If your Thailand plan also runs north, the same logic of catching one timed connection applies up there. Our Chiang Mai transport guide and Chiang Mai flights guide cover that leg in the same detail. The Koh Tao transport guide covers the neighboring dive island if you are hopping the gulf.

Ban Chalok Lam fishing village and bay on northern Koh PhanganPhotographer: Davide Dioporto. Source: Wikimedia Commons. License: CC BY-SA 3.0.
Ban Chalok Lam in the north is a 30 minute taxi from Thong Sala, and a world away from the Haad Rin party in the south. Where you stay shapes which pier transfer you want.

Piers are not the town. On the mainland the boats leave Donsak, about 60 km from Surat Thani city, so a Surat Thani flight or train still needs the connecting van. On Phangan every boat lands at Thong Sala, then it is a 20 to 30 minute taxi to Haad Rin for the party or to Chaloklum in the quiet north. Confirm which beach you want before the pier, so you take the right songthaew and not a $19 private taxi you did not need.

Where to stay when you reach Koh Phangan

Phangan’s own guesthouses sit outside our reviewed set for now. Most trips this way break the journey on Koh Samui, the island you fly into or ferry past on the fast route. These are the Samui bases we’d book for a night before or after the crossing. For the full list, see our roundup of the best SHA hotels in Koh Samui.

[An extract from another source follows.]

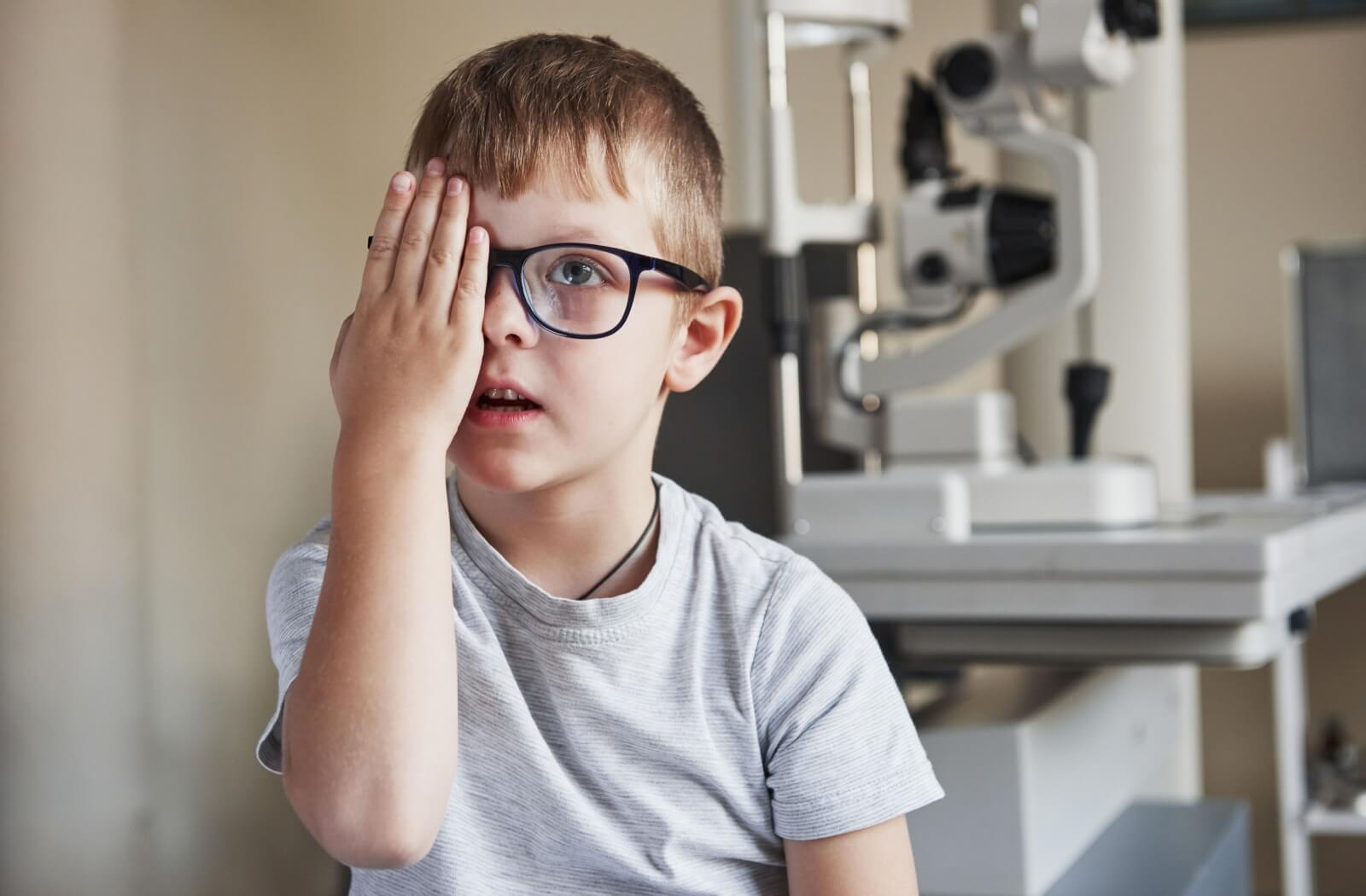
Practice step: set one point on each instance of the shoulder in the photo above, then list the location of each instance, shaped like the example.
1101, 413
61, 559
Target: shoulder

Frequently asked questions about Bangkok to Koh Phangan

How do you get from Bangkok to Koh Phangan?
Because Koh Phangan has no airport, every route ends on a boat to Thong Sala Pier. The main options are an overnight train or coach to Surat Thani plus a Donsak ferry, a through ticketed bus and ferry combo, or a flight to Koh Samui or Surat Thani followed by a short ferry.
How long does it take to get from Bangkok to Koh Phangan?
Between about 4 and 15 hours depending on the mode. Flying to Samui plus a ferry is roughly 4 hours in transit, the overnight train plus Donsak ferry is about 12 to 13 hours, and the through ticket bus and ferry runs from 11 to 13 hours start to finish.
What is the cheapest way to get from Bangkok to Koh Phangan?
The overnight coach and ferry combo is cheapest at around 1,350 THB ($38) for one through ticket. A second class sleeper train to Surat Thani at about $23 plus a self booked van and the $7 Donsak ferry can undercut it for travelers who assemble their own legs.
What is the fastest way to get to Koh Phangan from Bangkok?
Flying Bangkok to Koh Samui then taking a 30 to 60 minute ferry to Thong Sala is fastest, at roughly 4 hours in transit. It is also the most expensive, with the Samui flight alone starting near $140 each way, so it wins on time and loses on price.
Is there a direct ferry from Bangkok to Koh Phangan?
No. There is no boat from Bangkok itself. Every route reaches Koh Phangan by ferry to Thong Sala from the mainland at Donsak or Chumphon, or from Koh Samui. What operators sell as a Bangkok to Koh Phangan ferry is a through ticketed bus and boat combo, not a single vessel.
Can you take a train from Bangkok to Koh Phangan?
Not all the way, since Koh Phangan is an island. You take an overnight sleeper train to Surat Thani, then a van to Donsak Pier and a ferry across to Thong Sala. Second class sleeper fares start around $23 and the rail leg alone takes about 12 hours.
How do I get to Koh Phangan for the Full Moon Party?
Take any of the standard Bangkok routes to Thong Sala, but book several days ahead. Southbound ferries into Koh Phangan sell out three to five days before a Full Moon Party. The days after sell out in reverse, as the crowd leaves for airports and Bangkok.